6. ServiceAccount annotations (IRSA / Workload Identity)

When the controller needs cloud-provider IAM credentials — usually because the source or destination Kind is reconciled from a managed service (e.g. AWS Secrets Manager via external-secrets, GCP Secret Manager) and you want to scope the operator's machine identity rather than mount static credentials — set serviceAccount.annotations in the chart values. The annotations are passed through verbatim to the operator's ServiceAccount:

# AWS IRSA
serviceAccount:
  annotations:
    eks.amazonaws.com/role-arn: arn:aws:iam::123456789012:role/projection-controller

# GKE Workload Identity
serviceAccount:
  annotations:
    iam.gke.io/gcp-service-account: projection@my-project.iam.gserviceaccount.com

This keeps the IAM/RBAC trust path inside the cluster's own identity primitives rather than introducing a separate credential file the operator has to mount.

Image supply chain

Release images are pushed to ghcr.io/projection-operator/projection and cosign-signed with GitHub's OIDC keyless workflow.

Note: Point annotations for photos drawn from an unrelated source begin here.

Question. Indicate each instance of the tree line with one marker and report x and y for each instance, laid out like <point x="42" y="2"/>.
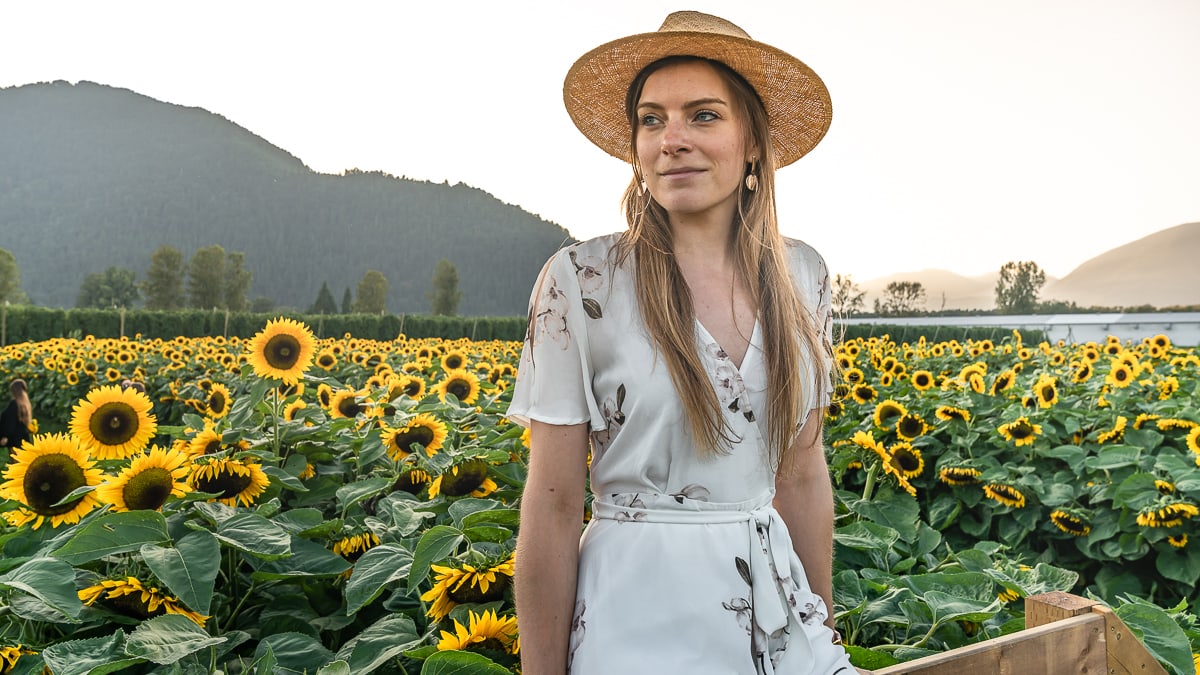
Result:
<point x="1018" y="292"/>
<point x="215" y="279"/>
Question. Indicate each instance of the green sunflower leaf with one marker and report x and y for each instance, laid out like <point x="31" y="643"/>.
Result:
<point x="436" y="543"/>
<point x="377" y="568"/>
<point x="49" y="580"/>
<point x="379" y="643"/>
<point x="189" y="569"/>
<point x="461" y="663"/>
<point x="93" y="656"/>
<point x="255" y="535"/>
<point x="114" y="533"/>
<point x="168" y="638"/>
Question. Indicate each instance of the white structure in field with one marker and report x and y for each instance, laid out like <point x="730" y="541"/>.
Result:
<point x="1182" y="328"/>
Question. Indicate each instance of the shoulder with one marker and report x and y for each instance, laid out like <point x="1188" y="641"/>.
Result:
<point x="807" y="264"/>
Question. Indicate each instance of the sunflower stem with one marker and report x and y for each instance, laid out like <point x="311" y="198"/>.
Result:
<point x="869" y="489"/>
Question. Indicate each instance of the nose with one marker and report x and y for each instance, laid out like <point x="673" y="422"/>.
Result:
<point x="675" y="137"/>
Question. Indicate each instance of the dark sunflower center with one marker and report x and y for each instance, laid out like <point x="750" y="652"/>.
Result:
<point x="49" y="478"/>
<point x="148" y="490"/>
<point x="349" y="407"/>
<point x="226" y="484"/>
<point x="282" y="352"/>
<point x="472" y="591"/>
<point x="114" y="423"/>
<point x="460" y="388"/>
<point x="471" y="476"/>
<point x="423" y="435"/>
<point x="907" y="461"/>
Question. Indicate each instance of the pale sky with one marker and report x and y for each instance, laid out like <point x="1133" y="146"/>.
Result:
<point x="965" y="133"/>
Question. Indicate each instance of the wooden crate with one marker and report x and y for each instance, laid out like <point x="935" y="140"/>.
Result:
<point x="1063" y="634"/>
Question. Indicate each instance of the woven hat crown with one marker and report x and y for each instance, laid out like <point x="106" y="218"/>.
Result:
<point x="797" y="101"/>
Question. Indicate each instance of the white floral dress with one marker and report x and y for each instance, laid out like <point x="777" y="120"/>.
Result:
<point x="685" y="566"/>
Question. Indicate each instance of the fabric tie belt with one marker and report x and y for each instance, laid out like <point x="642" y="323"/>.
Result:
<point x="769" y="545"/>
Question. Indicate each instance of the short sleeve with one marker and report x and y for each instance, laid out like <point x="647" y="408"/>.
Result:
<point x="553" y="382"/>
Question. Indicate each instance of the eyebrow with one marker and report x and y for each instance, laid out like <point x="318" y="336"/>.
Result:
<point x="696" y="103"/>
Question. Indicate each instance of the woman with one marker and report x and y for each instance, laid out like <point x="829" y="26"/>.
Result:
<point x="17" y="418"/>
<point x="693" y="351"/>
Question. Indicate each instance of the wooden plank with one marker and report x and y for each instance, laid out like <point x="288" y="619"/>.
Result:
<point x="1127" y="655"/>
<point x="1071" y="646"/>
<point x="1054" y="605"/>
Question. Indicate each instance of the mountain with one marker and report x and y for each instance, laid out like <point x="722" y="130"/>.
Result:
<point x="94" y="177"/>
<point x="1157" y="270"/>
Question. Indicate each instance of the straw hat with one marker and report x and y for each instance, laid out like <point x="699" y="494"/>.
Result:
<point x="798" y="107"/>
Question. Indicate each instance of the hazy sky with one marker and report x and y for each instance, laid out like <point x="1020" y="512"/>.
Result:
<point x="965" y="133"/>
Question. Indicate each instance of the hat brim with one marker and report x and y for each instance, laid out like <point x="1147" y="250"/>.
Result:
<point x="797" y="101"/>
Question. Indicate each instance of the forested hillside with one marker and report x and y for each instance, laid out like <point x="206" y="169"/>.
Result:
<point x="94" y="177"/>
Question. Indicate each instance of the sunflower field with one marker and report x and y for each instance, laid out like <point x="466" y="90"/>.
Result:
<point x="333" y="506"/>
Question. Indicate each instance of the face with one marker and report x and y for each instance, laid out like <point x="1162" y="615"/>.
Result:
<point x="691" y="142"/>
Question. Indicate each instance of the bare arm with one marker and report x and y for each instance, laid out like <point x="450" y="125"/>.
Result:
<point x="804" y="499"/>
<point x="549" y="544"/>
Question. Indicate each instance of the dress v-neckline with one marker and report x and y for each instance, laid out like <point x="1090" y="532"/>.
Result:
<point x="753" y="347"/>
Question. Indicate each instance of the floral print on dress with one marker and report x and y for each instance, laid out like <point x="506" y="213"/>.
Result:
<point x="550" y="321"/>
<point x="589" y="270"/>
<point x="731" y="390"/>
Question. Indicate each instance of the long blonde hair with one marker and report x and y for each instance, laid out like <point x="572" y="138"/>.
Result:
<point x="24" y="408"/>
<point x="665" y="299"/>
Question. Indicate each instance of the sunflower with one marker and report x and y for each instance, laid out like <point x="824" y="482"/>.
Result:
<point x="130" y="596"/>
<point x="462" y="383"/>
<point x="352" y="547"/>
<point x="283" y="350"/>
<point x="1120" y="374"/>
<point x="1021" y="431"/>
<point x="1047" y="390"/>
<point x="345" y="404"/>
<point x="1193" y="440"/>
<point x="292" y="410"/>
<point x="114" y="423"/>
<point x="947" y="413"/>
<point x="887" y="411"/>
<point x="148" y="482"/>
<point x="466" y="584"/>
<point x="1168" y="515"/>
<point x="1069" y="523"/>
<point x="216" y="404"/>
<point x="327" y="359"/>
<point x="424" y="430"/>
<point x="207" y="442"/>
<point x="907" y="460"/>
<point x="1003" y="382"/>
<point x="959" y="476"/>
<point x="1116" y="434"/>
<point x="1005" y="494"/>
<point x="910" y="426"/>
<point x="468" y="478"/>
<point x="411" y="481"/>
<point x="863" y="393"/>
<point x="487" y="631"/>
<point x="11" y="655"/>
<point x="42" y="472"/>
<point x="232" y="481"/>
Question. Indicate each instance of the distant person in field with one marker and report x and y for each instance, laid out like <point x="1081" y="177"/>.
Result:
<point x="17" y="417"/>
<point x="685" y="362"/>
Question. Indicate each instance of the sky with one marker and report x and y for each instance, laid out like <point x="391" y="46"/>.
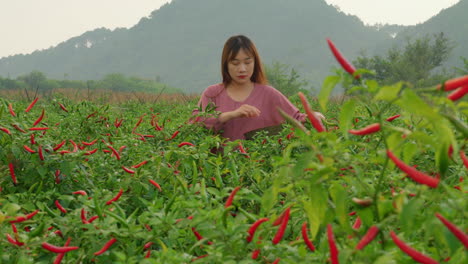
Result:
<point x="29" y="25"/>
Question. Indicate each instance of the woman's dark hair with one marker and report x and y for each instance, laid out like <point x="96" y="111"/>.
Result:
<point x="232" y="46"/>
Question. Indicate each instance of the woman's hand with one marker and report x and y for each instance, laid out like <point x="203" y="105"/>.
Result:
<point x="244" y="110"/>
<point x="247" y="111"/>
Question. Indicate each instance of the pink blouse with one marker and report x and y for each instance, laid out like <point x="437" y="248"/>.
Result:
<point x="266" y="98"/>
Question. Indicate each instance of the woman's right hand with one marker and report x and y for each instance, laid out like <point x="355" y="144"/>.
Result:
<point x="244" y="110"/>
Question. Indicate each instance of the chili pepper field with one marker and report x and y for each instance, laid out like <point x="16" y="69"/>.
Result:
<point x="383" y="182"/>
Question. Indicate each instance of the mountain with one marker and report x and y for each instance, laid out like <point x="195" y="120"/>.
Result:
<point x="453" y="22"/>
<point x="181" y="42"/>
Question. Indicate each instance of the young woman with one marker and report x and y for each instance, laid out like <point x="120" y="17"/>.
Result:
<point x="244" y="99"/>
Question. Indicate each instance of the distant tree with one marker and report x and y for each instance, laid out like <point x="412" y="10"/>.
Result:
<point x="462" y="70"/>
<point x="284" y="78"/>
<point x="33" y="80"/>
<point x="415" y="63"/>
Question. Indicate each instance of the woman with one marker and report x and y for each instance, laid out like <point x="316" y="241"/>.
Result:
<point x="244" y="99"/>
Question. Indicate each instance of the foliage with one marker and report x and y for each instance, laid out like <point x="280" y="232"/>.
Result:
<point x="415" y="63"/>
<point x="322" y="177"/>
<point x="36" y="83"/>
<point x="278" y="77"/>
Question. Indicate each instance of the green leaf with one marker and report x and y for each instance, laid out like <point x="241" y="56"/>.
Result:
<point x="409" y="213"/>
<point x="346" y="116"/>
<point x="442" y="157"/>
<point x="327" y="87"/>
<point x="388" y="93"/>
<point x="338" y="194"/>
<point x="409" y="150"/>
<point x="316" y="208"/>
<point x="412" y="103"/>
<point x="268" y="200"/>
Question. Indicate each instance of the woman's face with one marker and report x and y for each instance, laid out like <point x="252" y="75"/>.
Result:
<point x="241" y="67"/>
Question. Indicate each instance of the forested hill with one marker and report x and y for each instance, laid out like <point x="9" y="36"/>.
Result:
<point x="180" y="43"/>
<point x="453" y="22"/>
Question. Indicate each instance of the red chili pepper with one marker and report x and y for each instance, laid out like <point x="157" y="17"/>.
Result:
<point x="92" y="218"/>
<point x="58" y="233"/>
<point x="242" y="150"/>
<point x="147" y="245"/>
<point x="357" y="223"/>
<point x="115" y="198"/>
<point x="413" y="173"/>
<point x="83" y="216"/>
<point x="60" y="256"/>
<point x="390" y="119"/>
<point x="89" y="143"/>
<point x="13" y="227"/>
<point x="255" y="253"/>
<point x="416" y="255"/>
<point x="195" y="232"/>
<point x="366" y="130"/>
<point x="10" y="108"/>
<point x="454" y="229"/>
<point x="90" y="152"/>
<point x="185" y="144"/>
<point x="80" y="192"/>
<point x="200" y="257"/>
<point x="14" y="241"/>
<point x="342" y="60"/>
<point x="18" y="128"/>
<point x="5" y="130"/>
<point x="31" y="105"/>
<point x="116" y="153"/>
<point x="39" y="119"/>
<point x="128" y="170"/>
<point x="29" y="216"/>
<point x="231" y="197"/>
<point x="63" y="107"/>
<point x="56" y="249"/>
<point x="458" y="93"/>
<point x="331" y="243"/>
<point x="464" y="158"/>
<point x="156" y="185"/>
<point x="138" y="123"/>
<point x="254" y="227"/>
<point x="454" y="83"/>
<point x="310" y="114"/>
<point x="28" y="149"/>
<point x="368" y="237"/>
<point x="148" y="253"/>
<point x="91" y="115"/>
<point x="41" y="155"/>
<point x="60" y="207"/>
<point x="157" y="127"/>
<point x="59" y="145"/>
<point x="75" y="146"/>
<point x="12" y="173"/>
<point x="140" y="164"/>
<point x="173" y="135"/>
<point x="57" y="176"/>
<point x="38" y="128"/>
<point x="306" y="237"/>
<point x="279" y="234"/>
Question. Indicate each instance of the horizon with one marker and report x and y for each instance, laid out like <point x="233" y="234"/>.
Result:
<point x="74" y="24"/>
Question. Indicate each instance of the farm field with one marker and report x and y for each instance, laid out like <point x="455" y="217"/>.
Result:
<point x="139" y="183"/>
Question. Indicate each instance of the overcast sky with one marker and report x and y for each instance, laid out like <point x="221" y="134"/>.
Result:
<point x="28" y="25"/>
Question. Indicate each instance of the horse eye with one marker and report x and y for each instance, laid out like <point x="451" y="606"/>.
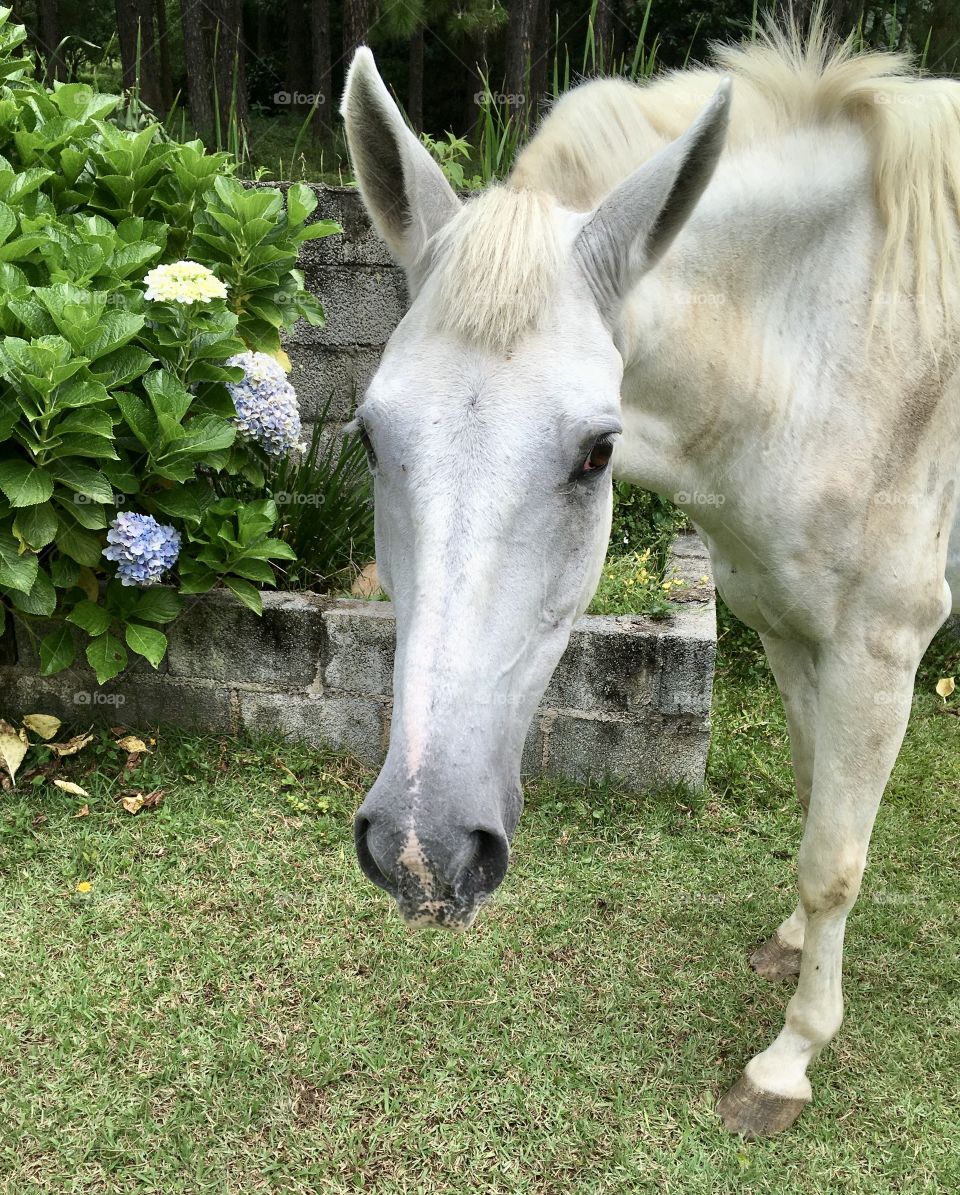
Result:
<point x="599" y="455"/>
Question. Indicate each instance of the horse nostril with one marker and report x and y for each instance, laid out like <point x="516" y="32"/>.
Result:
<point x="368" y="864"/>
<point x="485" y="865"/>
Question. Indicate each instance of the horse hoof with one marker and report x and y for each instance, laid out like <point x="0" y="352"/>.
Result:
<point x="751" y="1111"/>
<point x="775" y="960"/>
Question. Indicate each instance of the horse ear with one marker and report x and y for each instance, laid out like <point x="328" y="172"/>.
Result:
<point x="403" y="188"/>
<point x="635" y="225"/>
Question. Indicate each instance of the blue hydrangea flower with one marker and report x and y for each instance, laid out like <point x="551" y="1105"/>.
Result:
<point x="267" y="408"/>
<point x="142" y="549"/>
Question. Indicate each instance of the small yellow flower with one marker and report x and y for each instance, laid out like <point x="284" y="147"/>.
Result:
<point x="184" y="282"/>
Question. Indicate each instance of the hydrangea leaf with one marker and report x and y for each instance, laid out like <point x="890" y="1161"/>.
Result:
<point x="146" y="642"/>
<point x="106" y="656"/>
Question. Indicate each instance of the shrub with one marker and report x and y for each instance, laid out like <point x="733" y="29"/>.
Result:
<point x="133" y="268"/>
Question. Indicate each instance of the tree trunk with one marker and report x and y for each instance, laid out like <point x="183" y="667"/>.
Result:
<point x="355" y="26"/>
<point x="299" y="75"/>
<point x="138" y="55"/>
<point x="520" y="35"/>
<point x="197" y="60"/>
<point x="228" y="65"/>
<point x="603" y="36"/>
<point x="415" y="80"/>
<point x="322" y="83"/>
<point x="539" y="63"/>
<point x="163" y="43"/>
<point x="50" y="36"/>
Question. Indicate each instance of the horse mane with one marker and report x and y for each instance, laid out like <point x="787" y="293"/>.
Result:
<point x="500" y="261"/>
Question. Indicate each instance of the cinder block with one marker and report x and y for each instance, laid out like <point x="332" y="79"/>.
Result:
<point x="364" y="304"/>
<point x="358" y="244"/>
<point x="346" y="723"/>
<point x="338" y="375"/>
<point x="216" y="638"/>
<point x="606" y="667"/>
<point x="652" y="752"/>
<point x="360" y="645"/>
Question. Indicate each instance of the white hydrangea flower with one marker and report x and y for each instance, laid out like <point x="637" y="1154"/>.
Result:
<point x="184" y="282"/>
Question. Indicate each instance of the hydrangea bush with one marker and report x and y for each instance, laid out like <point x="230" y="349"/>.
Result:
<point x="142" y="294"/>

Verify before pulling:

cosign verify ghcr.io/projection-operator/projection:v0.2.0 \
  --certificate-identity-regexp "https://github.com/projection-operator/projection/.github/workflows/.*" \
  --certificate-oidc-issuer https://token.actions.githubusercontent.com

The Helm chart is published to oci://ghcr.io/projection-operator/charts/projection and signed with the same workflow:

cosign verify ghcr.io/projection-operator/charts/projection:0.2.0 \
  --certificate-identity-regexp "https://github.com/projection-operator/projection/.github/workflows/.*" \
  --certificate-oidc-issuer https://token.actions.githubusercontent.com

Running images are distroless, multi-arch (amd64, arm64), non-root, with readOnlyRootFilesystem: true in the supplied Deployment.

Audit trail

Every destination write is observable from three places:

  • Kubernetes Events on the Projection (Projected, Updated, DestinationConflict, ...). See Observability.
  • Status conditions on the ProjectionlastTransitionTime tells you when each state changed.
  • Cluster audit logs capture every Create/Update/Delete the controller does on destination objects, with the controller's service account as the subject.

Together these are enough to answer "who created this object, when, and on whose behalf?" without any extra tooling.

Reporting vulnerabilities

Privately via GitHub Security Advisories. See SECURITY.md in the repo for the process.